Semana de pasión en Grecia y tendencias de la política europea

Grecia, QE y bipartidismo han sido las palabras clave de la política europea antes de las vacaciones de Semana Santa. Y lo seguirán siendo después. Los exportadores y los tenedores de acciones deberían levantar un monumento al Sr. Draghi, sufragado con las ganancias que les está reportando la aplicación de su política monetaria expansiva. En particular los alemanes, que han sido los más reticentes y para los que el primer trimestre bursátil del año ha sido el mejor en cuatro décadas. Y las perspectivas de un retorno al crecimiento mejoran. En eso confían gobiernos de distinto pelaje, como el francés y el español, para salvar los muebles en las próximas elecciones y superar los pésimos resultados que van cosechando.

Hasta el mismo jueves santo continuaron las negociaciones de nunca acabar entre el gobierno griego y las “instituciones”, que así es como se llama ahora la odiada “Troika”. Tsipras está pasando estos días su Semana de Pasión y haciendo un duro aprendizaje europeo frente a sus colegas del Eurogrupo. Estos tienen la sartén por el mango porque, guste o no, de ellos depende que Grecia no haga default antes de finales de abril.
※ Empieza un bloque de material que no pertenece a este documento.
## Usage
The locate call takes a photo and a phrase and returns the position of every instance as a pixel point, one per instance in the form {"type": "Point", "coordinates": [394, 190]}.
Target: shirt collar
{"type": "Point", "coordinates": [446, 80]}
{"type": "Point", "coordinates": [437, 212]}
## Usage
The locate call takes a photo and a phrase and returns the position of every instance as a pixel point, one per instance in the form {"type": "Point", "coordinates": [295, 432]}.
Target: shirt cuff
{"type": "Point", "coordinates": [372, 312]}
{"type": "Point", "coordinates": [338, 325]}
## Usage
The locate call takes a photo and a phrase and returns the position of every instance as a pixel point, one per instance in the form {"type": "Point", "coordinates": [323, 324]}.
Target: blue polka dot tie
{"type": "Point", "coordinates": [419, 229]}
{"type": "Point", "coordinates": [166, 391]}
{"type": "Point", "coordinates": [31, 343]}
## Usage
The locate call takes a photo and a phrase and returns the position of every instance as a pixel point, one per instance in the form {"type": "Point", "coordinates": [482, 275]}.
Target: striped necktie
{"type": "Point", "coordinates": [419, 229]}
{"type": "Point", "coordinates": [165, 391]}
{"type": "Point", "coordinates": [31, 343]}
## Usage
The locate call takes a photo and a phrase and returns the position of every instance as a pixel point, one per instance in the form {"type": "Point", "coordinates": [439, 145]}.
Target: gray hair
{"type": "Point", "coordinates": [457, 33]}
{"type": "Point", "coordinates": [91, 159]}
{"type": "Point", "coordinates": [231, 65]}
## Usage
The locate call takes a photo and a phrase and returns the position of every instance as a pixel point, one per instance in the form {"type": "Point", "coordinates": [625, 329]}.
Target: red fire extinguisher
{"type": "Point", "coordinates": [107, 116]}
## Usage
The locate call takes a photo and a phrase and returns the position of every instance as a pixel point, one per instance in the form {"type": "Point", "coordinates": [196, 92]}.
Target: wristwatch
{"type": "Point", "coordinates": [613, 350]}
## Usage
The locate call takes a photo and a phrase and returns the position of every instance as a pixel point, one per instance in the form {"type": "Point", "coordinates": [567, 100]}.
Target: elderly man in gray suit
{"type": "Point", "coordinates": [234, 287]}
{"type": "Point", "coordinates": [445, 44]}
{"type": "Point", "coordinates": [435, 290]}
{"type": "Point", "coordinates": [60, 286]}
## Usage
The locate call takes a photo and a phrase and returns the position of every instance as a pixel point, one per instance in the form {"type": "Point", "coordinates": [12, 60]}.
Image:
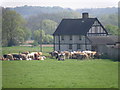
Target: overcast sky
{"type": "Point", "coordinates": [74, 4]}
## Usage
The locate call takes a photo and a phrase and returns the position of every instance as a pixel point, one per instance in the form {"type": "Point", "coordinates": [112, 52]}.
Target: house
{"type": "Point", "coordinates": [74, 34]}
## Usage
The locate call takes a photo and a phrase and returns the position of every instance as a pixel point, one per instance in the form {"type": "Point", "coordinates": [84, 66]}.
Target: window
{"type": "Point", "coordinates": [79, 37]}
{"type": "Point", "coordinates": [62, 37]}
{"type": "Point", "coordinates": [70, 37]}
{"type": "Point", "coordinates": [78, 46]}
{"type": "Point", "coordinates": [70, 46]}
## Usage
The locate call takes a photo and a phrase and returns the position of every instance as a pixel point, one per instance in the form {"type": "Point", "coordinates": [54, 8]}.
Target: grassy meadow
{"type": "Point", "coordinates": [50, 73]}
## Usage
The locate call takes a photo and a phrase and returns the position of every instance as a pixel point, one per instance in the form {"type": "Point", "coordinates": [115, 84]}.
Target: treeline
{"type": "Point", "coordinates": [16, 29]}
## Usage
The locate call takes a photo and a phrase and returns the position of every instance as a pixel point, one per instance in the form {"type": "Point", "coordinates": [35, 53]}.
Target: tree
{"type": "Point", "coordinates": [39, 35]}
{"type": "Point", "coordinates": [13, 28]}
{"type": "Point", "coordinates": [49, 26]}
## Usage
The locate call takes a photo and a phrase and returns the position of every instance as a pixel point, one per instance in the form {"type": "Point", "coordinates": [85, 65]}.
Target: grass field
{"type": "Point", "coordinates": [51, 73]}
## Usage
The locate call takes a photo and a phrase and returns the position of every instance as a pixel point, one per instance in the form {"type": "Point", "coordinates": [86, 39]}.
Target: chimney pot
{"type": "Point", "coordinates": [85, 15]}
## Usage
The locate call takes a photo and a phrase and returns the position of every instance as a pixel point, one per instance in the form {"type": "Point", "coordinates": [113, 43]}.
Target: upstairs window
{"type": "Point", "coordinates": [70, 37]}
{"type": "Point", "coordinates": [70, 46]}
{"type": "Point", "coordinates": [62, 37]}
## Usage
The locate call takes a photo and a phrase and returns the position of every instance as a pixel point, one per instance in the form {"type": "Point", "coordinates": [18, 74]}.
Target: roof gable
{"type": "Point", "coordinates": [74, 26]}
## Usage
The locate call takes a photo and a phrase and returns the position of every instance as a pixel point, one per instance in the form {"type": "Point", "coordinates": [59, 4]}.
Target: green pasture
{"type": "Point", "coordinates": [50, 73]}
{"type": "Point", "coordinates": [60, 74]}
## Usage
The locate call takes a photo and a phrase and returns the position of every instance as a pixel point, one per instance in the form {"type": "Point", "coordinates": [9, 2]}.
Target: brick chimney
{"type": "Point", "coordinates": [85, 15]}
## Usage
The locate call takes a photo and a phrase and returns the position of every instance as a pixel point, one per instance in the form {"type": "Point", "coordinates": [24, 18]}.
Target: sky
{"type": "Point", "coordinates": [73, 4]}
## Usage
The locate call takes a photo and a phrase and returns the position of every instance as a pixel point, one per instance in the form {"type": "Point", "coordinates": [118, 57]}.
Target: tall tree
{"type": "Point", "coordinates": [49, 26]}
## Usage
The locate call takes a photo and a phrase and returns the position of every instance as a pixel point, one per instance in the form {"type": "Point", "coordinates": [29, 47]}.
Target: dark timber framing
{"type": "Point", "coordinates": [90, 27]}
En este mes el país tiene que devolver 860 millones de euros, entre ellos 450 al FMI, y con esto no se juega. Y además renovar 2.400 millones de bonos de tesorería en manos de los bancos griegos. Para lo segundo necesita la colaboración del BCE, y para lo primero que el Eurogrupo acepte desembolsar los 7.200 millones pendientes del plan de rescate que ya ha expirado.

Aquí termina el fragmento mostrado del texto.